- Theatrical release poster
- Directed by: Jack Hannah
- Story by: Bill Berg Milt Banta
- Produced by: Walt Disney
- Starring: Clarence Nash Dink Trout
- Music by: Oliver Wallace
- Animation by: Bill Justice Andy Engman Art Babbitt Judge Whitaker
- Layouts by: Yale Gracey
- Backgrounds by: Thelma Witmer
- Production company: Walt Disney Productions
- Distributed by: RKO Radio Pictures, Inc.
- Release date: August 22, 1947;
- Running time: 7 minutes
- Country: United States
- Language: English

= Bootle Beetle =

1947 Donald Duck cartoon

Bootle Beetle is a 1947 animated short film featuring Donald Duck.
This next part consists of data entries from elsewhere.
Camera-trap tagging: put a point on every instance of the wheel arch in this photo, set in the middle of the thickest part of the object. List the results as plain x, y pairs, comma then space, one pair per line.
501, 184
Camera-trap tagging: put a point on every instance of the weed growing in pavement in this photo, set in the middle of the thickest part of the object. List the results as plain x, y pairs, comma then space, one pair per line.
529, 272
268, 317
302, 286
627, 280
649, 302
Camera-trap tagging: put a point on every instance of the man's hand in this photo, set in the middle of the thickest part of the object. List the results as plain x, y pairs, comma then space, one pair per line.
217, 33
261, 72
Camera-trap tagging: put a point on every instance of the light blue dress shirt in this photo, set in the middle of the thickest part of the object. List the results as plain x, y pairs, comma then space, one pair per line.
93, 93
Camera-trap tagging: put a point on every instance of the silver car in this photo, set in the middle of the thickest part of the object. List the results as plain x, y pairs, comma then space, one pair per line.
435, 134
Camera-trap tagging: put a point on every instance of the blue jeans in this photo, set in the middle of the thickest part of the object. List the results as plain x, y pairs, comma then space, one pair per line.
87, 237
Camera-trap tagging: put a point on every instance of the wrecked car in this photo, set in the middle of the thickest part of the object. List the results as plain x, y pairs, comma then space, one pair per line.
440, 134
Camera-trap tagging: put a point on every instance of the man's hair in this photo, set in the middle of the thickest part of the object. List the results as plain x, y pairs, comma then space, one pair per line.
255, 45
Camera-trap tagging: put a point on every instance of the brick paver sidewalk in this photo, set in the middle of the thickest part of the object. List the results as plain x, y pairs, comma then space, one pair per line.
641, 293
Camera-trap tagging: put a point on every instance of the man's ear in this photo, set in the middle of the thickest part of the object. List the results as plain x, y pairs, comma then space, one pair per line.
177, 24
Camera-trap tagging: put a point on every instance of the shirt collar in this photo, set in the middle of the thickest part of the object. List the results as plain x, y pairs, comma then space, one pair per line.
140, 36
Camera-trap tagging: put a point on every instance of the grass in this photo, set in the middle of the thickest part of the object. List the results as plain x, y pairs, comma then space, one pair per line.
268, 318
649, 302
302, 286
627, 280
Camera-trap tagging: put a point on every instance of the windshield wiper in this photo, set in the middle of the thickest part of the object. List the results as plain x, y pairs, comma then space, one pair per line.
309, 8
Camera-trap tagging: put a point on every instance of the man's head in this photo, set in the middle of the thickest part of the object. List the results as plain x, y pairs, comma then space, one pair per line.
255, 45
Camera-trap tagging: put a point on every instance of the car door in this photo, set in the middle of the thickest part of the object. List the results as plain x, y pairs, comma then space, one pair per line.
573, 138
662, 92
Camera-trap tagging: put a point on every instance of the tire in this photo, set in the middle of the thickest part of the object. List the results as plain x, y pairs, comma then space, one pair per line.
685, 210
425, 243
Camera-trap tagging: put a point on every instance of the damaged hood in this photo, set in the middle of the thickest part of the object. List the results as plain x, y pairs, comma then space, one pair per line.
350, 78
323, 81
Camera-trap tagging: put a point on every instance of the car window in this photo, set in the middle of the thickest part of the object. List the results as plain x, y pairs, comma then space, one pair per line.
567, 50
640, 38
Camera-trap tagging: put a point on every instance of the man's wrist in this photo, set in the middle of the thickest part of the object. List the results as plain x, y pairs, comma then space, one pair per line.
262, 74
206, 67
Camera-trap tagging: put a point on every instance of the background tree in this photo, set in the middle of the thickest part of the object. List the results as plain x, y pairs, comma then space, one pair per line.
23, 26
It was released by Walt Disney Productions.

==Plot==
A rare breed insect, the Bootle beetle, tells the story of how, as a child, he left the forest and came across a monster, Donald Duck, who recognized the rare insect and tried to capture him in a jar.

==Voice cast==
- Clarence Nash as Donald Duck
- Dink Trout as Bootle Beetle

==Home media==
The short was released on December 11, 2007 on Walt Disney Treasures: The Chronological Donald, Volume Three: 1947-1950.